Bild rechts: Auch wenn er noch so brav schaut - der Kater gehört weder zur Krippenausstattung noch bekommt er an St. Nikolaus ein Figürchen in seinen Stiefel...

Im Haus gibt es natürlich eine echte Nordmanntanne. Die wird schon seit Jahren von einem netten Bauern aus dem Odenwald ins Haus geliefert. Der kennt mittlerweile unsere Vorlieben und hat immer “e ächt scheens Beimle” für uns.

So ein Lieferservice ist sehr zu empfehlen - seit wir den Baum ins Haus gebracht bekommen, haben wir es um Welten einfacher in der Auswahl. Statt stundenlang mit erfrierenden Füßen im Wald herumzustapfen und sich dann doch nicht einig zu werden, hat “unser” Bauer immer den allerschönsten Baum für uns.

Von den Widrigkeiten, den Baum aufs Autodach zu schnallen und heimzutransportieren, mal ganz abgesehen...

Nun, “Bäumchen” trifft es nicht so ganz - gute zweimeterfuffzich sollte er schon haben und schön breit und buschig sein.

Falls er zu groß sein sollte, macht es auch nichts - die Spitze wird gnadenlos eingekürzt. Schließlich muss die Christmas Tree Fairy oben auf der Spitze auch genügend Raum haben!

Geschmückt wird der Baum am Heiligabendvormittag von der ganzen Familie. Jedes Jahr besorge ich die eine oder andere Kleinigkeit an Baumschmuck neu, so dass es nicht langweilig wird, obwohl wir natürlich einige Schmuckstücke haben, die uns schon seit fünfzehn Jahren begleiten.

Im Sinne der Umweltfreundlichkeit bin ich dieses Jahr auch von herkömmlichen Mini-Lichterketten auf LED-Lichterketten mit minimalem Stromverbrauch umgestiegen. Für die Außenbeleuchtung haben wir solche schon seit einigen Jahren in Gebrauch. Jetzt gab es ganz neu auch solche explizit für den Innenraum, bei denen die LEDs nicht so grellweiß gleißen, sondern bernsteinfarben abgetönt warme Gemütlichkeit verströmen.

Vorletztes Jahr habe ich mir einen sündhaft teuren Polyresin-Weihnachtsmann bei meinem Lieblings-Buchhändler gegönnt. Das ist der, der seine Kundschaft nicht nur mit kompetenter Beratung, sondern auch mit ausgesuchten Dekorationsartikeln bindet...

Der bekam in diesem Jahr einen Ehrenplatz am Haupt des umgestellten Esszimmertisches.

Ganz neu ist dieses Jahr der künstliche Weihnachtsbaum fürs Sommerhaus. Girlanden mit Danebrogs aus Holz haben wir uns vorausschauend aus Ringköbing mitgebracht. So kann der Pavillon perfekt skandinavisch geschmückt werden.
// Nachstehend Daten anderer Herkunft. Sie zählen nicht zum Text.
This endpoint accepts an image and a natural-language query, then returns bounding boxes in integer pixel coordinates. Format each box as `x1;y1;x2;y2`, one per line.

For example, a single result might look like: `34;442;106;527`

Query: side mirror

Bilder rechts und unten: Warten auf die Bescherung...

 

 

 

Bild links: Weihnachten im Familienkreis

Ganzjährig haben wir noch einen zweiten, comic-ähnlicheren Plüsch-Elch-Kopf in der Diele hängen.

Der und der täuschend lebensechte (bis auf die Größe) im Wohnzimmer passen sich hervorragend der Weihnachtsdeko an.

Bild links: Die Geschenke werden gleich genutzt...

Bild rechts: ...es wird aus dem neuen Buch vorgelesen!

 

 

 

 

 

 

Bilder links und unten: Weihnachten für Mensch und Tier!